Since 2014 I've been using niacin ER as a sublingual to induce a flush and increase mobility.
600-800 mg niacin is what I take as sublingual to generate a flush, which allows to go from wheelchair only to walking with walker up to 100 ft. Exercise for 60 min (peddling, core strength, arm weights). Stiffness is gone from legs.
If you try this start small with 50 mg and work your way up. Use a pill crusher, put the power under tongue. It's very intense, so be careful. You will get used to it eventually, but at first it is an uncomfortable, itchy sunburn feeling.
Managed to time the flush right last week and blew back my neuro's hair when I jumped up and headed down the hall with a walker for 50 feet. The doc kept saying "I've never heard of this"

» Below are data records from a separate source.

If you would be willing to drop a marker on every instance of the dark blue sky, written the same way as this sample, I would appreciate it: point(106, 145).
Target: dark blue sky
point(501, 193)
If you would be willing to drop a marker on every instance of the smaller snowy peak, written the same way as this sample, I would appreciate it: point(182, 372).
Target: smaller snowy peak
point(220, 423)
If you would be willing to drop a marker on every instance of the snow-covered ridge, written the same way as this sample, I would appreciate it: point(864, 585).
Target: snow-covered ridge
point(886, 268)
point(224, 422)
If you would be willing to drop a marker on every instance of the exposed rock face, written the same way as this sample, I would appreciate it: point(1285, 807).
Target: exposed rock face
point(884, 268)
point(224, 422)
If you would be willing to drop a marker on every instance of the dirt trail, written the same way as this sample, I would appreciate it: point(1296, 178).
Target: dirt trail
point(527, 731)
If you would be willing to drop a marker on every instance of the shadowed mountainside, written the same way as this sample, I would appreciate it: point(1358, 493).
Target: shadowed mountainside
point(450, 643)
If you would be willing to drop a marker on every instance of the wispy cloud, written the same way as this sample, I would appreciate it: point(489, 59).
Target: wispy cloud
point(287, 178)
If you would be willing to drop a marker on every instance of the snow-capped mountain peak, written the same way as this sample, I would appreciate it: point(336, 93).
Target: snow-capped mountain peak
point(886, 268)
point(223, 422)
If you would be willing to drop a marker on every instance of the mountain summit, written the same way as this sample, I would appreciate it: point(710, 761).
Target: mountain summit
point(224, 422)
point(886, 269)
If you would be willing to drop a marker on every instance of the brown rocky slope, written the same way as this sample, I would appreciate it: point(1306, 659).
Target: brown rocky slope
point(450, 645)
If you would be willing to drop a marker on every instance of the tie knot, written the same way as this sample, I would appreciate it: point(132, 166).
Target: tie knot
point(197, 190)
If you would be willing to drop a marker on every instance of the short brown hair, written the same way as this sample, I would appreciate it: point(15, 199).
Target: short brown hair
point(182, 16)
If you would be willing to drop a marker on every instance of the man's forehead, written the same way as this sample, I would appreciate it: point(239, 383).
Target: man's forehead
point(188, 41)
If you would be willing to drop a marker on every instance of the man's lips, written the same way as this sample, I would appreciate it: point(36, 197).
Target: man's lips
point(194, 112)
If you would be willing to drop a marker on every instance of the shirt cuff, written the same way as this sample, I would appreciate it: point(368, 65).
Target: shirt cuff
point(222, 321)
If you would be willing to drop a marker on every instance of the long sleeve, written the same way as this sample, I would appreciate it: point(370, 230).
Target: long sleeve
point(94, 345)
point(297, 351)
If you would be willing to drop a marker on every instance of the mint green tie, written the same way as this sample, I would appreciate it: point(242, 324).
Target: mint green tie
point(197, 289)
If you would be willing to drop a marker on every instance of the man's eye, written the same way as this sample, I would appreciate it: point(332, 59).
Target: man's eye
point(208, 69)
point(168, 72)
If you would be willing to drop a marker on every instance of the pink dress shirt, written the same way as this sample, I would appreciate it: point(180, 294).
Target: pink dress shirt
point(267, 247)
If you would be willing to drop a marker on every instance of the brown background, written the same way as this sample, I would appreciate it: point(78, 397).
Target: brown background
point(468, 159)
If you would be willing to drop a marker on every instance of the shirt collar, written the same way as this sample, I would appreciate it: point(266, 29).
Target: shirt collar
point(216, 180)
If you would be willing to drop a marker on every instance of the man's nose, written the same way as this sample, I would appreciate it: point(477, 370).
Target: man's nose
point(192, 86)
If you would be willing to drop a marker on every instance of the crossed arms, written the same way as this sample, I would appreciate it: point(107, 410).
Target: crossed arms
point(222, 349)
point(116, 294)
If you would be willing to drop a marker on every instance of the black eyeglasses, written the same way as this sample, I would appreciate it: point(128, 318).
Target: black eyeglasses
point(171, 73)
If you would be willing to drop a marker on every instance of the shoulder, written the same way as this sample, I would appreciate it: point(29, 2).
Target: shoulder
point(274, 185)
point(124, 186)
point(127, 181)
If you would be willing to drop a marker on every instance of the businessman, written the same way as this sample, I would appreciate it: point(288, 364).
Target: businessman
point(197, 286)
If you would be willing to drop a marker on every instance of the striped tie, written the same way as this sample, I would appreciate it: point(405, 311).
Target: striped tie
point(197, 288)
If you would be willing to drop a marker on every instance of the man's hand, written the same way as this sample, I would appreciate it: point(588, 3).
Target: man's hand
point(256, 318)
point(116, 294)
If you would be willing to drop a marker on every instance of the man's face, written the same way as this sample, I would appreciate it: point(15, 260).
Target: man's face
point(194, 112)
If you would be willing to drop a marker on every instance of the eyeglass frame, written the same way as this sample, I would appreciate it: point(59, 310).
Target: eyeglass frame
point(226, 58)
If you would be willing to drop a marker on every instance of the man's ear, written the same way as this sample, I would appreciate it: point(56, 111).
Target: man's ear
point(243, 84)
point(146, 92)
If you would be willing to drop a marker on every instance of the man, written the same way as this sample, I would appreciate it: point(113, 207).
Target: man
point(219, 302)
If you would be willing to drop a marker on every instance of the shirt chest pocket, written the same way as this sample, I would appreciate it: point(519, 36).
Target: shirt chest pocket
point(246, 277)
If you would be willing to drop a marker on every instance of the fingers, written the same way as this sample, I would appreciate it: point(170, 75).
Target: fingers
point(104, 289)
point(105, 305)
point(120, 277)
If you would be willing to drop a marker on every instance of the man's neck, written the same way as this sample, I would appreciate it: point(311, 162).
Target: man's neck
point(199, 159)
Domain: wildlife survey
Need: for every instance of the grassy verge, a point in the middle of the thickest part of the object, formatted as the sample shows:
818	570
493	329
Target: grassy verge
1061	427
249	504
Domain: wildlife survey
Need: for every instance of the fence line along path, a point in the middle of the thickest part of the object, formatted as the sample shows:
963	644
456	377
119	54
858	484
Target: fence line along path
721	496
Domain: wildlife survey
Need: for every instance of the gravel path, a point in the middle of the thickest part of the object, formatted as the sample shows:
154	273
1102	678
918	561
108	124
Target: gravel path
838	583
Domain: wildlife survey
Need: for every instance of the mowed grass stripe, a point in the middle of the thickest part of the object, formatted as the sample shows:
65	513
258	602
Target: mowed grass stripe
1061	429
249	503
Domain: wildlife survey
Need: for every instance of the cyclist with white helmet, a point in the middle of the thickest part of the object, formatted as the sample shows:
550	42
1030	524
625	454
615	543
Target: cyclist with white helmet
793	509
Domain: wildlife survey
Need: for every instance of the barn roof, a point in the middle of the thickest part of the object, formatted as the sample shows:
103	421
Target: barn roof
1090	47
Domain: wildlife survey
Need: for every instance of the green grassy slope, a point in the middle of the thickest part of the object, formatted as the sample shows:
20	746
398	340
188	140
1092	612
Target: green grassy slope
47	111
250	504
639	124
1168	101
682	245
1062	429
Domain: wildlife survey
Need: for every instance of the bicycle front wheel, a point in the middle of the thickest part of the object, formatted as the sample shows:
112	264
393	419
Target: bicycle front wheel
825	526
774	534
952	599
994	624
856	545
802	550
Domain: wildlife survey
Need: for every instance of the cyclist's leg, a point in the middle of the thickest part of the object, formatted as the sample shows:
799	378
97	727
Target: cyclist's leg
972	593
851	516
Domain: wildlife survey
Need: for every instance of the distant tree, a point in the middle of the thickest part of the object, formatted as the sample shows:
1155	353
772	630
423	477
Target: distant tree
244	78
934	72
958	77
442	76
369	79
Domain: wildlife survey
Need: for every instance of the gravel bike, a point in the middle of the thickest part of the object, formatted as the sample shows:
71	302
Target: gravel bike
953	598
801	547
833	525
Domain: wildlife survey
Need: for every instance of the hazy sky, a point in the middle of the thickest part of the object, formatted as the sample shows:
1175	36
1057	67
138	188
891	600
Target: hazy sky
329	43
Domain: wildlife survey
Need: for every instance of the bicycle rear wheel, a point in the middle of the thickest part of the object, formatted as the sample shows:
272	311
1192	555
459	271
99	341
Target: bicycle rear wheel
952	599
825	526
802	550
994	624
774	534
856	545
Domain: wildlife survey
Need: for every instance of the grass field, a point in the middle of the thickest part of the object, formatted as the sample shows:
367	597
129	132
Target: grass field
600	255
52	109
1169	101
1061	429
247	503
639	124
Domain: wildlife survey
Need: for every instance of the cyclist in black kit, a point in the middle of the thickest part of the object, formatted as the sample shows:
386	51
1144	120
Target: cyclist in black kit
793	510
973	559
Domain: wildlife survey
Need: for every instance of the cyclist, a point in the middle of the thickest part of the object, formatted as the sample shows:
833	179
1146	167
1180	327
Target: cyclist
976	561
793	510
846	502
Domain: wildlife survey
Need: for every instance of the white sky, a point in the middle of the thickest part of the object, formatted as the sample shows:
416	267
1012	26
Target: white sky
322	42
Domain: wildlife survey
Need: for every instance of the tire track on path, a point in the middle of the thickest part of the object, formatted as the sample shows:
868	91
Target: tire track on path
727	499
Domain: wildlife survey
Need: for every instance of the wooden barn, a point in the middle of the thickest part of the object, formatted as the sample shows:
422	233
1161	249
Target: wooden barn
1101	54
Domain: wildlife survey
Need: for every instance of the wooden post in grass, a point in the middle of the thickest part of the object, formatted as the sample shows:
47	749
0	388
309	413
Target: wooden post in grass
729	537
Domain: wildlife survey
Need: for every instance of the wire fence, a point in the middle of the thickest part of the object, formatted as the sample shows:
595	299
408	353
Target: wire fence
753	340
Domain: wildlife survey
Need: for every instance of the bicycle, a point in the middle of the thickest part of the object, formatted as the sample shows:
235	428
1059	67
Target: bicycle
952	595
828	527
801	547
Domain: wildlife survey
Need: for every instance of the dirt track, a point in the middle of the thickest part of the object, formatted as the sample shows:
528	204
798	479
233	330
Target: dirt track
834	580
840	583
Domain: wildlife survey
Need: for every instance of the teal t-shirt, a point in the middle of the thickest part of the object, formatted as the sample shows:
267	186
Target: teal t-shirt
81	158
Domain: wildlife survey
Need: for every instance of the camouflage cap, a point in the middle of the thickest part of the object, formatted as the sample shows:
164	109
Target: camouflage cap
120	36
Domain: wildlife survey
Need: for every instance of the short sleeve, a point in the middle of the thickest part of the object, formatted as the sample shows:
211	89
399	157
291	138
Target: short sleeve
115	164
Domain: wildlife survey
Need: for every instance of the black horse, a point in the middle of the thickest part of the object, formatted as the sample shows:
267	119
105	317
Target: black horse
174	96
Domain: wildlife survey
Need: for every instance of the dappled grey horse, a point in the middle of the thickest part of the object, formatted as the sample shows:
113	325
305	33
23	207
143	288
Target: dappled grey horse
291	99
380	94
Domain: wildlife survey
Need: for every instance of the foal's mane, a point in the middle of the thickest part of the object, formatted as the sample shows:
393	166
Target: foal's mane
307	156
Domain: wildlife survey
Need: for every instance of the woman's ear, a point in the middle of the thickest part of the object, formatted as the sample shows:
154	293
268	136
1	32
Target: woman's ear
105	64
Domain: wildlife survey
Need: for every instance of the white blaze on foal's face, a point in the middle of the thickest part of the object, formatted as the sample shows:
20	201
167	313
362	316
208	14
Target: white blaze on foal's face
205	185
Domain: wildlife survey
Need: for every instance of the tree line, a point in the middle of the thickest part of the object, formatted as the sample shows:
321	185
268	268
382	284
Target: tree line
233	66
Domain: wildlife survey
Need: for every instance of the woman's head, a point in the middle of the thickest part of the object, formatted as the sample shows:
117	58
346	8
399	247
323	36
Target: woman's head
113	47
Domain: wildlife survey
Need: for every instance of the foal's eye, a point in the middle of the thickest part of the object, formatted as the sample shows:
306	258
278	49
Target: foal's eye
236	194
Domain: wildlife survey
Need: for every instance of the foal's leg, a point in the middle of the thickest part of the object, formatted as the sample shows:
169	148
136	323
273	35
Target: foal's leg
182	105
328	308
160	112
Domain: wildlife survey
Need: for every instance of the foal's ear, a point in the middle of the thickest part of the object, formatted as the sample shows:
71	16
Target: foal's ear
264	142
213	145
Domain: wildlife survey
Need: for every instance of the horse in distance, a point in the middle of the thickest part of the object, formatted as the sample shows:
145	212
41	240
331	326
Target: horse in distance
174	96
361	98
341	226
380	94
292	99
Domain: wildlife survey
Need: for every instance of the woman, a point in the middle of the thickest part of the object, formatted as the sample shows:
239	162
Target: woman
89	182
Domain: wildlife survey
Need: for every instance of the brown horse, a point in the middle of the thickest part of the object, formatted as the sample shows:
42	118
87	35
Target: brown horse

The clinical pharmacist suggested Prozac as a vasodilator (that's why Raynaud's patients use it). It does have 2 MS trials but they reported MRIs, not mobility results.
So have I found a way to unlock the NAD fire hose, or is it vasodilation, and the oxygen allows better mobility?
So is it
A) As a precursor to NADH, niacin provides electrons for ATP synthesis that fuels mitochondria & energy.
“Any condition associated with poor mitochondrial function, such as chronic fatigue syndrome… may well benefit from niacinamide supplementation.”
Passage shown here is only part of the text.